Another reason was that he, personally, enjoys finding new and modern musicals, “and I think the students really embrace the pop style of shows,” he said.
Brown also chose it to help showcase F-M’s wealth of talented female actors.
“The third reason was it was a very large female role production, and most productions these days, and in the old days, were all heavily cast for men and not women,” he said.
This isn’t to say audience members won’t see more than a few young men hamming it up on stage this weekend and next.
“But what usually happens is there’s nothing for women, and this one has a lot of [roles for] women and men,” Brown said.
The kids have responded with great enthusiasm, starting in November when the musical was first announced.
“There were about 140 students in the room and they just screamed in excitement,” Brown said.
“It’s been a really easy process,” he added. “I think because [the kids] were so jazzed about the show and they were so invested in this high energy, high impact show, they just have been great to rehearse with. They’re prepared, they’re energetic — it’s really been an exciting process.”
The musical centers around a sorority girl named Elle Woods who “doesn’t take ‘no for an answer,” according to a plot synopsis posted on the F-M Music Department’s website. “So when her boyfriend dumps her for someone ‘serious,’ Elle puts down the credit card, hits the books, and sets out to go where no Delta Nu has gone before: Harvard Law.”
Brown describes it as almost identical to the movie, but with musical numbers added.

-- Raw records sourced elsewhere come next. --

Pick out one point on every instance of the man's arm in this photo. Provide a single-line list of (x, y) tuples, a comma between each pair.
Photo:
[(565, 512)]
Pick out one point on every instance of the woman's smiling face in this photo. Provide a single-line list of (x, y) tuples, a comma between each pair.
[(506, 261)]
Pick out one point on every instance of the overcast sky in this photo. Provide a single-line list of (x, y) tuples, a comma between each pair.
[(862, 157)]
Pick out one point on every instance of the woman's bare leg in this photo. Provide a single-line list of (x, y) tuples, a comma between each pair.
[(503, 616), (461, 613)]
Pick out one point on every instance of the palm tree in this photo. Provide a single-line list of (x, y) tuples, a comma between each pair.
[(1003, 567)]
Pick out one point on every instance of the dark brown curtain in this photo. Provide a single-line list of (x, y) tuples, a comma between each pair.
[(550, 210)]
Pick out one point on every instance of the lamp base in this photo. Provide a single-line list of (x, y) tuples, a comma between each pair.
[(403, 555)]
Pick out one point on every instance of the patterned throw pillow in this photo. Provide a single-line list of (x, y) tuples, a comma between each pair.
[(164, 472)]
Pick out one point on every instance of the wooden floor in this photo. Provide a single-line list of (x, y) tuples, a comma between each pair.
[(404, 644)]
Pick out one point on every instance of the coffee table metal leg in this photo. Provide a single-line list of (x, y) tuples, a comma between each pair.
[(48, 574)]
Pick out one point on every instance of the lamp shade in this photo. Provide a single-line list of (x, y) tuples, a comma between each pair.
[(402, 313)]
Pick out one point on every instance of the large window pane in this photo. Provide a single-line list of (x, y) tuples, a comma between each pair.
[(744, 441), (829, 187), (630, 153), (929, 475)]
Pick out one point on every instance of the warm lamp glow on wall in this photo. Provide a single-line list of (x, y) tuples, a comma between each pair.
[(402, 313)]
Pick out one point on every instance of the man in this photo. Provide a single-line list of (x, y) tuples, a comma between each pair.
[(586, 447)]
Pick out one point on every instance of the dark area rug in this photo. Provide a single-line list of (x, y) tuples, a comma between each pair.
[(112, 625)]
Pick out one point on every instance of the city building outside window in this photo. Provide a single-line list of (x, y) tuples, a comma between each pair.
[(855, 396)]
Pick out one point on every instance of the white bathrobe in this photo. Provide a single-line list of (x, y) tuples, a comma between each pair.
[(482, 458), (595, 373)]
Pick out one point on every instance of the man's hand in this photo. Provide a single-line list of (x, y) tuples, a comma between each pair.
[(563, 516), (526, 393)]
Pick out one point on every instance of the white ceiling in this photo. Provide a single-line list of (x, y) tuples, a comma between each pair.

“[The audience] will literally see the movie come to life on stage,” he said.
Between the cast, stage crew and pit orchestra, about 140 students are involved in the production, which has a cast of 80. Natalie Maier stars as Elle Woods, the character played in the film by Reese Witherspoon, and Casey Konys stars as Luc Wilson’s character, Emmet, the Harvard law school student who catches Elle’s eye.
Brown, now in his fifth year directing and producing shows at F-M, has enjoyed preparing students to perform a musical that no other school in the area has done.
“[It’s] great. I actually like that,” he said. “Because it gives us a fresh perspective … there’s really nothing to compare it to, either for the production staff or the community.”
Of course, audience members could compare the students’ staging of ‘Legally Blonde’ to one they might see on Broadway — a comparison Brown says wouldn’t be far off.
“I remember people coming to ‘Les Miz’ last year and saying this was a professional production, and that’s what we will give them,” Brown said. “We have professional sets, professional lights, professional singers and actors and dancers, and the orchestra is bar none … What you will get for $10 is a Broadway-like show.”
Tickets to “Legally Blonde” can be purchased online or from 10:30 a.m. to 1 p.m. March 12 to 16 and March 19 to 23 at the high school’s House I foyer.